Roxley Foley is a leading Australian aboriginal community activist, and recent Sacred Firekeeper and Custodian of Canberra’s Aboriginal Tent Embassy, which represents the political rights of Aboriginal Australians. The son of renowned Gumbainggir activist and historian Gary Foley and grandson of prominent anti-nuclear advocate Dr. Dennis Matthews, Roxley has been involved in indigenous and environmental activism from a young age. He has co-organized countless actions both in Australia and abroad, including the Summit for Freedom, which took place in Alice Springs in November 2014, and recently secured the return of remains of fifty Aboriginal Australians and the entire remains collection of Maori, Pacific Islander, and Hawaiians held by the Staaatliche Kunstsammlungen Dresden. He is particularly interested in the potential that grassroots activism and small motivated groups have to affect wide-reaching change.

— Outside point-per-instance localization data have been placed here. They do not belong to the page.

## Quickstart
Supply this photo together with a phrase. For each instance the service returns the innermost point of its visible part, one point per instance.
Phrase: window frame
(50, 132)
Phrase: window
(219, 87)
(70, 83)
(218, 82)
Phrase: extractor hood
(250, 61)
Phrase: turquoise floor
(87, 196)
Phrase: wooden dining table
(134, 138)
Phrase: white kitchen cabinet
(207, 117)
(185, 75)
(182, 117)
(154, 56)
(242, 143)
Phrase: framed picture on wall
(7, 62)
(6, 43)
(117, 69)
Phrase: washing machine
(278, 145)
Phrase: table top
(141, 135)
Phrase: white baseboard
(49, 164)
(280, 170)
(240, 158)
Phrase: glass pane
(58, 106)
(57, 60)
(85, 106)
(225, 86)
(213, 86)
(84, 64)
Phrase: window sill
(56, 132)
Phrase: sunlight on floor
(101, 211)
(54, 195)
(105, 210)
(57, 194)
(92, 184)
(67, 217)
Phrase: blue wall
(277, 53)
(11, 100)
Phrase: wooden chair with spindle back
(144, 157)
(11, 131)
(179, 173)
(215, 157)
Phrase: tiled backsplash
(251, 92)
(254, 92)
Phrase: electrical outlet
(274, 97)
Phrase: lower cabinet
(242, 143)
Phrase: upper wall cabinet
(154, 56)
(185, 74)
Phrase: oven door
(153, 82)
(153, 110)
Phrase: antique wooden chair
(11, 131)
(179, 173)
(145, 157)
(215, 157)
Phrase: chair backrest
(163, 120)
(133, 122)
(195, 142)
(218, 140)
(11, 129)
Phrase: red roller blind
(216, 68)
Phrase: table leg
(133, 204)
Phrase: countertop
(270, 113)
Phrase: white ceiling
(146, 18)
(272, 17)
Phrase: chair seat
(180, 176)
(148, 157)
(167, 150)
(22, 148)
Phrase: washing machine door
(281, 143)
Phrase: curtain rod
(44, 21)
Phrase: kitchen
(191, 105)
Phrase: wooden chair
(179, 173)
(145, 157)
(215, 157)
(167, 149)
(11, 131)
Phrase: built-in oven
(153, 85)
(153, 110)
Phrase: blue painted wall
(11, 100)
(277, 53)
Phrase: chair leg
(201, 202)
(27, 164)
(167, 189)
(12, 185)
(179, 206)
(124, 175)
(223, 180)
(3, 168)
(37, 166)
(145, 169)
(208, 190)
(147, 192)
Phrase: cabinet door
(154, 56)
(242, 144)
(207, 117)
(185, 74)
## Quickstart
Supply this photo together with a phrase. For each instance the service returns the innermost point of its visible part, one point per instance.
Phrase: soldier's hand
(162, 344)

Ningla A’Na (Hungry for Our Land)
On January 25 1972 the Australian Prime Minister William McMahon stated that his Government would never grant land rights to Aboriginal people in Australia. The next day, four men pitched a beach umbrella with a sign saying Aboriginal Embassy on the lawns opposite Parliament House, Canberra. So began the most significant act of dissent in Australian history. Filmed within events unfolding, this key historical documentary incorporates interviews with black activists, the work of the National Black Theatre, Aboriginal Legal Service and Aboriginal Medical Service, plus footage of the demonstrations and arrests. Courtesy: Smart Street Films.

Our Generation
Our Generation is an urgent documentation of the Howard Government’s controversial “Emergency Intervention” into Aboriginal communities in Australia’s remote Northern Territory in 2007, as a result of the dubious reporting of sexual abuse cases. The accusations have since proven manipulated by media and governments’ investment in a new era of land grabs. No Aboriginal people living in the communities had any say in the decisions being made about their lives, work, lands and their future. Amidst ongoing policies of paternalism and assimilation, the film explains the real issues underlying Indigenous disadvantage in the “lucky” country. Courtesy of Our Generation Media and Marion Caris of Berlin Aboriginal Solidarität Netzwerk.

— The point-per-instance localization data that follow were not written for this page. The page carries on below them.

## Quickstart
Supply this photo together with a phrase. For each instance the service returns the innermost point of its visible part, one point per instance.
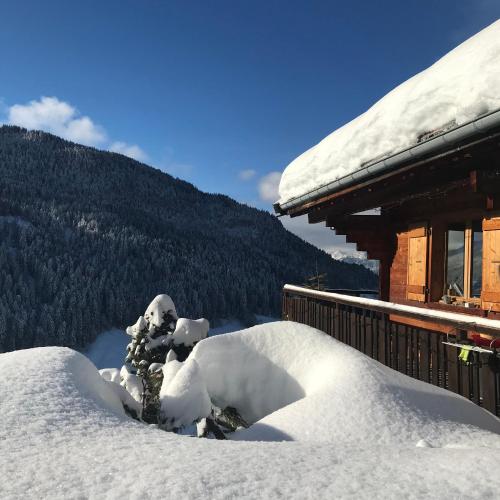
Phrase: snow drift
(299, 384)
(361, 430)
(458, 88)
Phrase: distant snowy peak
(460, 87)
(355, 257)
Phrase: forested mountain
(88, 238)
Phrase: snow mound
(183, 394)
(458, 88)
(190, 331)
(160, 305)
(299, 384)
(64, 434)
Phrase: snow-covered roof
(457, 89)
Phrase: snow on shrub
(160, 342)
(183, 395)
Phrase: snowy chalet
(415, 182)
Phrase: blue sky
(221, 93)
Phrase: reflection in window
(477, 261)
(455, 258)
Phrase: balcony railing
(426, 355)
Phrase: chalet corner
(436, 230)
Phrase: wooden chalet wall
(422, 221)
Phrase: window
(463, 270)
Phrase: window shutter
(417, 262)
(490, 293)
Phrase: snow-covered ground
(109, 349)
(329, 422)
(460, 87)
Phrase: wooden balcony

Rachel O’Reilly is a writer/artist, researcher and curator, leading the seminar At the Limits of the Writerly at the Dutch Art Institute. She worked as a curator at the Gallery of Modern Art|Australian Cinematheque, Brisbane, including the Fifth Asia Pacific Triennial from 2004–08. At the Jan van Eyck she developed The Gas Imaginary exploring the install of unconventional extraction investments in settler colonial space (with PALACE architects, presented internationally by Frontier Imaginaries). She recently curated Planetary Records; Exploring Justice between Art and Law the public program of the Contour Biennale with Natasha Ginwala, co-wrote On Neutrality with Jelena Vesic and Vlidi Jeric, and writes with Danny Butt on infrastructures of aesthetic autonomy. She is a member of Extracted Bodies_Corporeal Grounds and working on a book of her drawings with Archive Books.